The California Power Exchange doesn't solicit separate bids for plant start-up, spinning reserve or base load operation. That can make spark spreads a bit misleading
IT SHOULD COME AS NO SURPRICE THAT THE PROSPECT OF electric competition has created a huge demand for price forecasting services. To their credit, the forecasters have obliged, supplying an abundance of tools and techniques. Do the forecasts serve the needs of those who would use them?
Some might wish to use a price forecast to assign a value to assets. They may wish to buy some of the many generating plants that utilities have decided to sell as part of a settlement to allay stranded costs of alleged market power. Ordinarily, a plant's value reflects the income stream it will produce. Forecasting that income requires an estimate of both market price and the plant's production profile. Moreover, any useful forecast must take volatility into account. It has been argued empirically, in fact, that electricity shows more volatility than other markets, including other energy markets.

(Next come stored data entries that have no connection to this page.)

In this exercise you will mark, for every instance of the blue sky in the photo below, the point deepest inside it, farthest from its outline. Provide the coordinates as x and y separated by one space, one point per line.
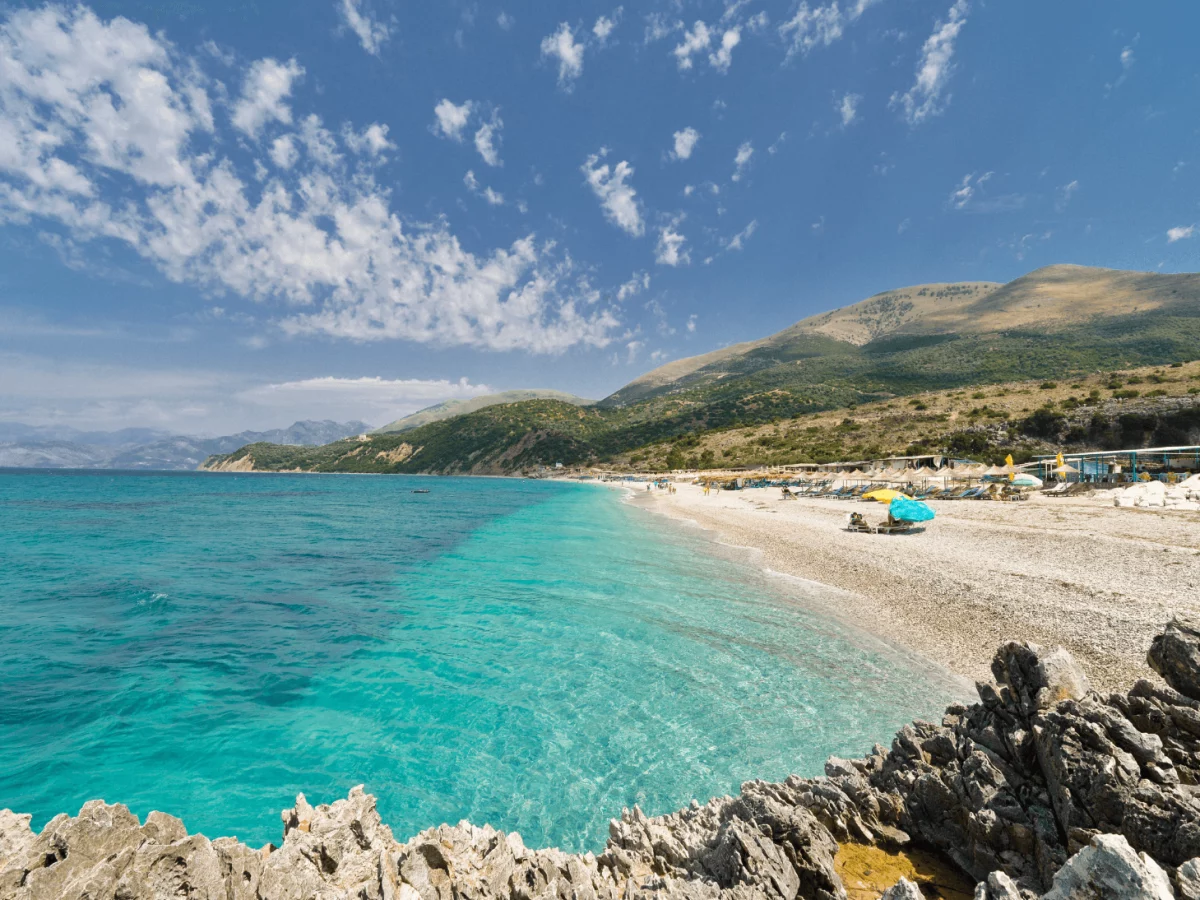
226 215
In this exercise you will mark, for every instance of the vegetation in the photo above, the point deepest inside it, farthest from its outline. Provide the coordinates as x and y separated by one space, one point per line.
807 395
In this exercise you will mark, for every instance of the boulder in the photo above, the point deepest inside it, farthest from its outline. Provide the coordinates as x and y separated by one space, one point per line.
1109 867
1175 654
903 889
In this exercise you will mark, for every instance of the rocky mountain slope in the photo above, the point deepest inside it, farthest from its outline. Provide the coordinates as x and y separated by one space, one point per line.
1062 323
1042 789
451 408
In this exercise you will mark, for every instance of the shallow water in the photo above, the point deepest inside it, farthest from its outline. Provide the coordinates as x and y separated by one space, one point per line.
534 655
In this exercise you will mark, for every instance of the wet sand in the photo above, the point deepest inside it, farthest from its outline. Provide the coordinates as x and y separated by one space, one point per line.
1072 571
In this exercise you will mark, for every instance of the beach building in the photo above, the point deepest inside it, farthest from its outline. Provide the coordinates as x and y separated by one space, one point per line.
1115 466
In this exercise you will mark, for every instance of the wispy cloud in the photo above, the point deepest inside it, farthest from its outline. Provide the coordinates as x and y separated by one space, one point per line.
562 47
742 160
371 34
670 250
618 199
136 120
684 143
847 108
925 97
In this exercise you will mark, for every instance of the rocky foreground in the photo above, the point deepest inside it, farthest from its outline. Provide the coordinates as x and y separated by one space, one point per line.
1043 789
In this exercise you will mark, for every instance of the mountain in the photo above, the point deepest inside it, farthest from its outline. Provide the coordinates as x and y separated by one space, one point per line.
1055 323
147 449
1059 318
461 407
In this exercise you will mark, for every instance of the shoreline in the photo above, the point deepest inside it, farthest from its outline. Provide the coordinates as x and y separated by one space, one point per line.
1078 573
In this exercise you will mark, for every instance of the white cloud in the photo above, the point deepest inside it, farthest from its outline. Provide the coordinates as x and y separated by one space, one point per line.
493 197
617 197
684 143
693 42
658 27
738 240
486 138
849 108
670 247
742 161
563 47
137 160
605 25
934 71
635 286
371 34
371 141
58 391
821 25
283 151
724 55
1065 193
450 120
966 190
264 94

Unfortunately, however, real market prices are much more complex than the simple supply-and-demand diagrams of elementary economics texts. Yes, supply and demand remains important, but so are the details of market structure. And in the newly evolving electricity markets, structure is still in question. Valuation becomes especially difficult, for example, when the assets in question are the very units that, when bid into the market, actually help set the prevailing price. To know the price requires, at the very least, that we know the market rules.